864 Aase

Discovery
- Discovered by: K. Reinmuth
- Discovery site: Heidelberg
- Discovery date: 30 September 1921

Designations
- Pronunciation: English: /ˈɔːsə/ AW-sə Norwegian: [ˈôːsə]
- Alternative designations: A921 SB; 1944 RC; 1967 RA1; 1970 PC

Orbital characteristics
- Epoch 31 July 2016 (JD 2457600.5)
- Uncertainty parameter 0
- Observation arc: 94.55 yr (34533 days)
- Aphelion: 2.6300 AU (393.44 Gm)
- Perihelion: 1.7863 AU (267.23 Gm)
- Semi-major axis: 2.2081 AU (330.33 Gm)
- Eccentricity: 0.19102
- Orbital period (sidereal): 3.28 yr (1198.5 d)
- Mean anomaly: 327.686°
- Mean motion: 0° 18^{m} 1.332^{s} / day
- Inclination: 5.4506°
- Longitude of ascending node: 163.155°
- Argument of perihelion: 193.982°
- Earth MOID: 0.781473 AU (116.9067 Gm)
- Jupiter MOID: 2.80382 AU (419.446 Gm)
- T_{Jupiter}: 3.630

Physical characteristics
- Mean diameter: 7.25±0.35 km
- Synodic rotation period: 3.2329 h (0.13470 d)
- Absolute magnitude (H): 12.87

= 864 Aase =

S-type minor planet

864 Aase is an S-type asteroid belonging to the Flora family in the Main Belt.

The object A917 CB discovered 13 February 1917, by Max Wolf was named 864 Aase, and the object 1926 XB discovered 7 December 1926, by Karl Reinmuth was named 1078 Mentha.
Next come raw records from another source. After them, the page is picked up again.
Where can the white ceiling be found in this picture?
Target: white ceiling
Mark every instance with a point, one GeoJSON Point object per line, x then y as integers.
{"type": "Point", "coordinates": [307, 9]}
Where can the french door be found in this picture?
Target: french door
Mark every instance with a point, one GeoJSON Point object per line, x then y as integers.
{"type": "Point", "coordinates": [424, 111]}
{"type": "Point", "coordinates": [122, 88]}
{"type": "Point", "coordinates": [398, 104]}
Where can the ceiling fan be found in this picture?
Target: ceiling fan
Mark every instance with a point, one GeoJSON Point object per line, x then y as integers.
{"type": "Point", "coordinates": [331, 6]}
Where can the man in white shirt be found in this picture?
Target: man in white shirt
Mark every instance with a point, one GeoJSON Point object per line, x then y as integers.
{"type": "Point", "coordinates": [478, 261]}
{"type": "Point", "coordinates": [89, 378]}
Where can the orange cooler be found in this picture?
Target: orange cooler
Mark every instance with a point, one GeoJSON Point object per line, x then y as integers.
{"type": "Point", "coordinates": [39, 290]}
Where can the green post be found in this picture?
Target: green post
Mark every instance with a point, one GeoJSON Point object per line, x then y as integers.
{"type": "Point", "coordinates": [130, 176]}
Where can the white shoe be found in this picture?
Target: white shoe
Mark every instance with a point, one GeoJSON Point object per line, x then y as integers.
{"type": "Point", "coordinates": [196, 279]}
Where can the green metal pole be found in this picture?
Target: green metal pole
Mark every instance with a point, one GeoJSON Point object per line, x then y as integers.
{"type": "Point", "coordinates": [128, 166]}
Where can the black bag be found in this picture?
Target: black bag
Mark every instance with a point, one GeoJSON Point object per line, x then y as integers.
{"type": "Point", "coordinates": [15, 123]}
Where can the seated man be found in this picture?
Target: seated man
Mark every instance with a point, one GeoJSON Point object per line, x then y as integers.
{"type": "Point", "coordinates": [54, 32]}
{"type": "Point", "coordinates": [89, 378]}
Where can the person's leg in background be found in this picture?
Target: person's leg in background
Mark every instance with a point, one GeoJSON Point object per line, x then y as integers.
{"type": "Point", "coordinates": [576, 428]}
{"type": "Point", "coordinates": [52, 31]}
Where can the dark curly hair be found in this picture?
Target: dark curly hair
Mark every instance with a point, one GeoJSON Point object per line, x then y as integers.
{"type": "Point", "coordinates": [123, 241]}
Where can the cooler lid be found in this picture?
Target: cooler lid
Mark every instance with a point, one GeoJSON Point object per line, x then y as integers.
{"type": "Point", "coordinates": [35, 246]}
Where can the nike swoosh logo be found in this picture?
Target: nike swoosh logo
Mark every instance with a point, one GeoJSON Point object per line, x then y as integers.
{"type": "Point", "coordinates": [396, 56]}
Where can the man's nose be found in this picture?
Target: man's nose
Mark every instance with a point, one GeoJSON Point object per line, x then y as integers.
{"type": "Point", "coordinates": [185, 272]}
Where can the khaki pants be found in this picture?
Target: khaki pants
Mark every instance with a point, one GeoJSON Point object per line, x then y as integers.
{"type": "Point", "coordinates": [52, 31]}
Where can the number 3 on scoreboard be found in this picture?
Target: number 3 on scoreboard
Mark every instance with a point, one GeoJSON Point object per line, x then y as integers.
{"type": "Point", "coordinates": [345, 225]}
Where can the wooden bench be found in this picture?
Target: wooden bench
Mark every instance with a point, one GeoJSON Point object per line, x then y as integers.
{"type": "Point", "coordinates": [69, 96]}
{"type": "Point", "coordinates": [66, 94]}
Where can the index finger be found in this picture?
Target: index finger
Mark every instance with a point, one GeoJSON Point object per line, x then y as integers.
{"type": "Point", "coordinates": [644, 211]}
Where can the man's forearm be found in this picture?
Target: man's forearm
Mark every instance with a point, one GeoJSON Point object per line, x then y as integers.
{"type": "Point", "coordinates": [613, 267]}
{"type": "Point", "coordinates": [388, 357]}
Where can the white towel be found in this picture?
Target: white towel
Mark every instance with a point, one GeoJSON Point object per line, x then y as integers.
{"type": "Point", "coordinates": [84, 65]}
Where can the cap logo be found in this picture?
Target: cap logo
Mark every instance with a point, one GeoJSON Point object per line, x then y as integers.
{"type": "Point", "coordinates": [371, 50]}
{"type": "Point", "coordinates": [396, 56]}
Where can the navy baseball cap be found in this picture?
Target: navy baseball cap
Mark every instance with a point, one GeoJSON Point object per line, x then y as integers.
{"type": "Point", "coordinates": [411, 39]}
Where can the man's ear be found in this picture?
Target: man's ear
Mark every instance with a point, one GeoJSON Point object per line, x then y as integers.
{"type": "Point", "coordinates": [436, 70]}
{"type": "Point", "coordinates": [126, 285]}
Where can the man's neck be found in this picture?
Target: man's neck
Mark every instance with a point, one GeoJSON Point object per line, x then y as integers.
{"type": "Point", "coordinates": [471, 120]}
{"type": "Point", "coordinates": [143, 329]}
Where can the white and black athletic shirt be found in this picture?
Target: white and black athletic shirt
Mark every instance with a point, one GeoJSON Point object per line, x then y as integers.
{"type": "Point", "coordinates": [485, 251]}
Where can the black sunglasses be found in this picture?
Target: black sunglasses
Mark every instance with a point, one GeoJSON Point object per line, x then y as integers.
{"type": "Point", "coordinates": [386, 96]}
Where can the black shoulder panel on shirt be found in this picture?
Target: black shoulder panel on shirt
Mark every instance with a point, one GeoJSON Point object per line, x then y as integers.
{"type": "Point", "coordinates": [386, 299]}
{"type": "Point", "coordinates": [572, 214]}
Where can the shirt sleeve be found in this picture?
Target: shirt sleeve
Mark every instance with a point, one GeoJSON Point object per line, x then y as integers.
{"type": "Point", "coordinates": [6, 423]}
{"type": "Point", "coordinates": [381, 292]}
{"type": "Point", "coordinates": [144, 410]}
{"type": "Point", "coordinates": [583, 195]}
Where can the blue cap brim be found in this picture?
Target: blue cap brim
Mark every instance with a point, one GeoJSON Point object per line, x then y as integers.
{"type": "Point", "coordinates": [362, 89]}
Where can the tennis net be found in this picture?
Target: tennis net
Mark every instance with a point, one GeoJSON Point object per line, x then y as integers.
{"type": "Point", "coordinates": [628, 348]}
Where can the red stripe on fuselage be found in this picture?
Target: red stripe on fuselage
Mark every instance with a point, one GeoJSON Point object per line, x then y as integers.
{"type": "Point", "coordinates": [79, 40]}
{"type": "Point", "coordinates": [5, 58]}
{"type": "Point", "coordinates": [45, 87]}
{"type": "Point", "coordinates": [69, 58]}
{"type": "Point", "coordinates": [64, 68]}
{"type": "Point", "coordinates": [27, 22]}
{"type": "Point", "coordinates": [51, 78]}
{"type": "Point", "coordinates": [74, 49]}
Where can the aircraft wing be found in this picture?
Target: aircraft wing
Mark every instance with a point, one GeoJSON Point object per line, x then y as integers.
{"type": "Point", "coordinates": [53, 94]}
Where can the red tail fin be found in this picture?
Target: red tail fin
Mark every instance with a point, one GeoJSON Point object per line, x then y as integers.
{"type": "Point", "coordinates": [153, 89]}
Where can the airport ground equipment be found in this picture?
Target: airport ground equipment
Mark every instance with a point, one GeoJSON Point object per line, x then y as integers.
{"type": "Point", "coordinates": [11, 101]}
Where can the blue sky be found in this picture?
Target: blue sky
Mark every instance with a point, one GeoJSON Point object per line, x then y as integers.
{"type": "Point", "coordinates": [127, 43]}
In 1958 it was established that these were one and the same object. In 1974, this was resolved by keeping the name 1078 Mentha and reusing the name and number 864 Aase for the object 1921 KE, discovered 30 September 1921, by Karl Reinmuth. Aase refers to Åse, the mother of Peer Gynt, the character from Henrik Ibsen's play Peer Gynt.